RALEIGH (WTVD) -- A Raleigh statue of a white supremacist was taken down Tuesday morning just before daybreak.
The statue depicted Josephus Daniels waving at the old News & Observer building from Nash Square.
According to our newsgathering partners at the News & Observer, Daniels' great-grandson drove to Raleigh from his Nashville, Tennessee, home to see the removal of the statue.
"The time is right," Frank Daniels III said. He told the News & Observer his family had received no threats or pressure from activists to remove the statue. He said the family planned to keep the statue in storage until it could be displayed on private property.
"We all have things that we've done that are regrettable. His, the thing that we regret about his past, is something that becomes increasingly indefensible," Daniels III said.
Daniels III said he and his family did not see this as a sad day.
"We did not want Josephus to be a symbol of that racism. We want the family to be more involved in racism and equity for all people," he said.
Frank A. Daniels Jr., a retired publisher of the News & Observer, released the following statement about removing the statue:
"In the fall of 1984, the Daniels family commissioned and placed a statue of Josephus Daniels in a public park across the street from The News & Observer to acknowledge his role in creating one of the nation's leading newspapers.
This morning we removed the statue from Nash Square. We have placed it in storage until we can find a suitable location on private property.
Josephus Daniels' legacy of service to North Carolina and our country does not transcend his reprehensible stance on race and his active support of racist activities.

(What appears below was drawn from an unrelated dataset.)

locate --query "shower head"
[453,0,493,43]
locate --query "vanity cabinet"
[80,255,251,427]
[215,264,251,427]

In the 75 years since his death, The N&O and our family have been a progressive voice for equality for all North Carolinians, and we recognize this statue undermines those efforts."
Josephus Daniels, a prominent Democrat who later served as Secretary of the Navy, gained control of the News & Observer in the 1890s. He used the paper to promote white supremacist ideals.
He and his publication are cited in a government-sanctioned report as being directly involved in the Wilmington Massacre of 1898. That is an event in North Carolina history noted by historians as a major turning point in Reconstruction but often left out of mainstream history classes.
The event was reported at the time as a race riot but later revealed for what it was: a violent a coup d'état organized by white supremacists. White supremacists from across the state descended on Wilmington, killing black people and ultimately overthrowing a duly elected government.
A report commissioned in 2000 by the North Carolina state legislature, and not finished until 2006, identified Daniels as a main cause of the massacre.
Years after the Wilmington Massacre, Daniels, a Democrat, supported Woodrow Wilson in the 1912 presidential election. When Wilson won, Daniels was appointed Secretary of the Navy, which he led through World War I. He left government life in 1921, returning to the News & Observer, which was family-owned until it was sold in 1995.
Wake County Public School System has a middle school named after Daniels: Daniels Magnet Middle School. WCPSS Board Chairman Keith Sutton recently said he supported changing the school's name, and vowed that the school board would discuss the matter soon.
Josephus Daniels died in 1948 at the age of 85.